Our internal 24-hour circadian clock regulates many aspects of physiology, including the response to infectious disease and vaccination. A new study published in the Journal of Biological Rhythms demonstrates that antibody levels are higher when people receive the SARS-CoV-2 vaccine in the afternoon versus the morning.
“Our observational study provides proof of concept that time of day affects immune response to SARS-CoV-2 vaccination, findings that may be relevant for optimizing the vaccine’s efficacy,” said co-senior author Elizabeth Klerman, research investigator, Division of Neurophysiology, Sleep Unit, Massachusetts General Hospital, and professor of neurology at Harvard Medical School.
Symptoms of some diseases and the action of numerous medications vary by time of day. People with lung diseases frequently have greater symptom severity and altered respiratory function at certain times of the day, for example. A study of elderly men who received influenza vaccination showed that they had higher antibody titers when they received the vaccine in the morning compared with the afternoon.
“Trials have shown that administering some chemotherapy agents at a specific time of day will effectively target cancer cells but limit toxicity to other cells,” says Klerman. The authors and others have proposed a role for circadian signaling in regulating SARS-CoV-2 immune responses and COVID-19 severity.
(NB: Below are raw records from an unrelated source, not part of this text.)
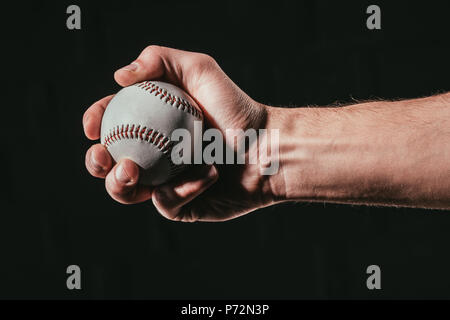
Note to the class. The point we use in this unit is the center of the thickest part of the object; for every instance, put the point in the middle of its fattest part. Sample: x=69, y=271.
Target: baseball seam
x=132, y=131
x=158, y=139
x=169, y=98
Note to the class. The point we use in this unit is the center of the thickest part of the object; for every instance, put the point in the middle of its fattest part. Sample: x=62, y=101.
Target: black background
x=287, y=53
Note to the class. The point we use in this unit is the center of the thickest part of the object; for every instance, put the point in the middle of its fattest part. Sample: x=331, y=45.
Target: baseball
x=138, y=123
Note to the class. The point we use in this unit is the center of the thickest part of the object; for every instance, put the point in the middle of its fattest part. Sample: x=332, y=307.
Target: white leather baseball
x=138, y=123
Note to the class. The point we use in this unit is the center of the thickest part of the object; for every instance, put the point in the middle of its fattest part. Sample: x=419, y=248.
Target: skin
x=374, y=153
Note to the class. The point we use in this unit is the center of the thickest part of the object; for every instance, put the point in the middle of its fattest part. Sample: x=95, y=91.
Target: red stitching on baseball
x=168, y=97
x=138, y=132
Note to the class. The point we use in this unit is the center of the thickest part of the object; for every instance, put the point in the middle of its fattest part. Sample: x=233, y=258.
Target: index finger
x=92, y=118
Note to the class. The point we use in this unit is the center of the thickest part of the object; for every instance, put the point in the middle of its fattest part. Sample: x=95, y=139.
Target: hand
x=202, y=193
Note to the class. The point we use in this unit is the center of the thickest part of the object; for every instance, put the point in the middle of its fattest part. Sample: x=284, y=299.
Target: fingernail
x=95, y=165
x=85, y=119
x=131, y=67
x=121, y=174
x=212, y=173
x=165, y=194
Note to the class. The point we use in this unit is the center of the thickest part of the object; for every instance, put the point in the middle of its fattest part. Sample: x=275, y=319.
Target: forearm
x=381, y=153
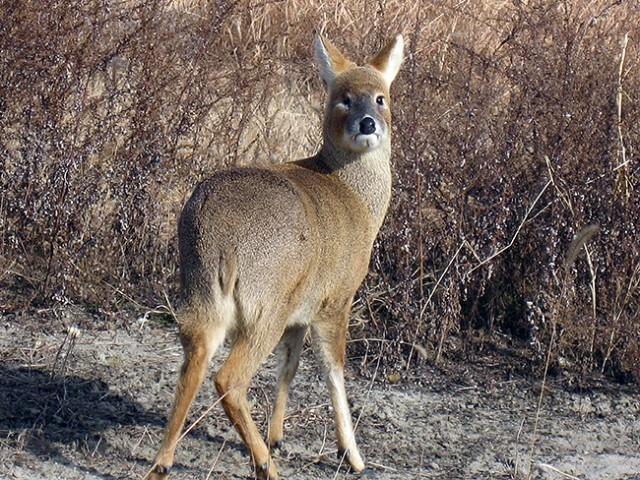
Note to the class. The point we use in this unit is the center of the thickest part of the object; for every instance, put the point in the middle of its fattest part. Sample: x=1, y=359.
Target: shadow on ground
x=43, y=412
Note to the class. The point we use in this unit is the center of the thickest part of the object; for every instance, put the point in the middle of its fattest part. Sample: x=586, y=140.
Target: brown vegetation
x=516, y=131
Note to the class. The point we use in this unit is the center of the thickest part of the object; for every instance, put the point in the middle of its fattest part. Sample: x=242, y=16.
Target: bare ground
x=95, y=409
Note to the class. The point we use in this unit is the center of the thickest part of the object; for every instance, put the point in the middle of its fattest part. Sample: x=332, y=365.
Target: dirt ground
x=94, y=408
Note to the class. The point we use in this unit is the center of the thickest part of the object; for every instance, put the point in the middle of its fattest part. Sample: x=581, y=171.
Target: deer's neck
x=368, y=175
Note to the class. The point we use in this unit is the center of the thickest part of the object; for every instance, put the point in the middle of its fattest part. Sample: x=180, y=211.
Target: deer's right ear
x=329, y=60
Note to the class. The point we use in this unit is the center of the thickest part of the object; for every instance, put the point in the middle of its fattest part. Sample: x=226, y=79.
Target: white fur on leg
x=344, y=426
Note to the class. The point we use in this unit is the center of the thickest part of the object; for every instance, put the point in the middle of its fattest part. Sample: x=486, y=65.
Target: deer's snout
x=367, y=126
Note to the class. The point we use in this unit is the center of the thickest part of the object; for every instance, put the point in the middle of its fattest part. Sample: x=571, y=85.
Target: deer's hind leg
x=200, y=336
x=250, y=349
x=330, y=340
x=291, y=344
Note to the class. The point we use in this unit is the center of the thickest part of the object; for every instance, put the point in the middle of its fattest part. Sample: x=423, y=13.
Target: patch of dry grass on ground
x=516, y=127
The observational study evaluated antibody levels after SARS-CoV-2 vaccination among 2,190 health care workers in the UK. As part of the UK’s infection prevention program, blood samples were collected from asymptomatic hospital workers at the time of vaccination. The researchers created a model to investigate the effect on antibody levels based on time of day of vaccination, vaccine type (Pfizer mRNA vaccine or AstraZeneca adenoviral vaccine), age, sex, and the number of days post-vaccination.
The researchers found that antibody responses were higher in general for everyone who was vaccinated later in the day. The antibody responses were also higher in those who received the Pfizer mRNA vaccine, in women, and in younger people, in addition to the effect of time of day of vaccination.
The SARS-CoV-2 study contrasts with earlier studies in elderly men that reported higher anti-influenza titers in the morning. Potential reasons for the disparate findings: “The SARS-CoV-2 vaccine and the influenza vaccine have different mechanisms of action from each other, and antibody response may vary greatly depending on whether the immune system recognizes the pathogen from earlier infections, such as influenza, or whether it is confronted by a novel virus,” says Klerman.
A limitation of the study was the lack of data on participants’ medical and medication history, their sleep and shift-work patterns, which can also influence vaccine responses.
“We need to replicate our findings and develop a better understanding of the underlying physiology of SARS-CoV-2 and the body’s response to vaccination(s) before we can recommend that people who want an extra boost from the vaccine, such as older individuals or those who are immunocompromised, schedule their vaccine for the afternoon,” says Klerman. “This research is the first step in demonstrating the importance of time-of-day response to SARS-CoV-2 vaccine.”
Klerman emphasizes that getting vaccinated, regardless of the time of day, is the most critical step in preventing COVID-19 infection.
These data also highlight the importance of recording the time of vaccination or any intervention in clinical and research studies. “If preliminary data show a difference in efficacy and adverse effects from a drug or vaccine based on time of day, it would behoove drug companies to administer the drug at the optimal time, which would reduce the number of participants needed to get a statistically significant difference between drug and placebo,” Klerman says.
Klerman and her colleagues are currently analyzing data on vaccine side effects from people vaccinated at Massachusetts General Brigham facilities. “If antibody levels are higher when people receive the vaccine in the afternoon, we may see that side effects are also greater,” says Klerman. She also hopes to have the opportunity to reanalyze data from randomized controlled trials of the SARS-CoV-2 vaccine to determine whether the time of day participants received the vaccine affected efficacy.
Other key authors include Wei Wang, assistant professor of Medicine at HMS and associate mathematician at Brigham and Women’s Hospital; Peter Balfe, research scientist, Nuffield Department of Medicine, University of Oxford; and Jane McKeating, professor of Molecular Biology at University of Oxford.